Market analysts noted that the slide in equity prices was exacerbated by investors who had taken leveraged positions in gold and silver and were now compelled to liquidate other assets to maintain their margin requirements. Hao Hong, chief investment officer of Lotus Asset Management, commented, “People are selling the high flyers to raise cash,” emphasizing the impact of margin calls on the broader market.
CME Group, the leading operator of derivatives exchanges globally, increased margin requirements for gold and silver futures on Friday, a move triggered by the steep declines observed in the metals’ prices. This increase necessitated that investors utilizing leverage either top up their margins or liquidate positions. Prashant Bhayani, chief investment officer for Asia at BNP Paribas Wealth Management, pointed out, “Those margin changes have to have an impact [on asset prices] in the short term.”
Investors previously driving the rally had been compelled by rising demand from private investors, who opted for exchange-traded funds and physical bullion as a safeguard against swelling fiscal expenditures in developed economies and related geopolitical uncertainties. Raymond Cheng of Standard Chartered expressed an optimistic view, stating that gold trading at $4,650 was a prime opportunity for investment amidst growing uncertainty in government spending in the United States. He emphasized that the “Trump risk premium” remains relevant, suggesting that the former president’s fiscal policies would likely continue to be expansionary regardless of the Fed chair.

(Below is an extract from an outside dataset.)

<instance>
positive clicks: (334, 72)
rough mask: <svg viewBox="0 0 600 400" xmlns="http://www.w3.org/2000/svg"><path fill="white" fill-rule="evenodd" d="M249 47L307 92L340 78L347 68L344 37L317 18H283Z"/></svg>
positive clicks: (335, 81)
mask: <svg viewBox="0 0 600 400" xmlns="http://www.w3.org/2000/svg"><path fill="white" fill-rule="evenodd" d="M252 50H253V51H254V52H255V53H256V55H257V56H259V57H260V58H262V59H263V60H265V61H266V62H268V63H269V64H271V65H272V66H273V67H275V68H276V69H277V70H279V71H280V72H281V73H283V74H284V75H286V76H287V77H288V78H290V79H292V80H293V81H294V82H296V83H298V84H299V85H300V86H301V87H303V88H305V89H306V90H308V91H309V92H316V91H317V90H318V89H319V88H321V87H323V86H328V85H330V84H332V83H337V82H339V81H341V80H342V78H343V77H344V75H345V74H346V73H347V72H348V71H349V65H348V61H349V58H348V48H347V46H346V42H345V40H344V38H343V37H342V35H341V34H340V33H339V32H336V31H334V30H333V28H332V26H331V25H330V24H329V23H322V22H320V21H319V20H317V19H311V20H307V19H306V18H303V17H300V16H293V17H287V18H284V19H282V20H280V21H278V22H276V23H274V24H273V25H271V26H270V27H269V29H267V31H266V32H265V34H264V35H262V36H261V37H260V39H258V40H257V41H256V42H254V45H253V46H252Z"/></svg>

The fallout from falling precious metal prices significantly impacted South Africa’s stock market, heavily reliant on the mining sector, which saw losses of up to 6.8 percent. Notably, shares of Newmont Corporation, a prominent gold mining company listed in Australia, plunged by 10 percent, while shares of Zijin Gold International decreased by over 8 percent. Bhayani likened the current corrections in the market to the behavior of so-called “meme stocks,” arguing that markets which rise as sharply as they did rarely correct without significant volatility.
In currency markets, the dollar saw a slight increase of 0.2 percent against a basket of major trading partners, while yields on 10-year US Treasuries fell by 0.02 percentage points to 4.21 percent, indicating a shift in investor sentiment as bond yields moved inversely to prices.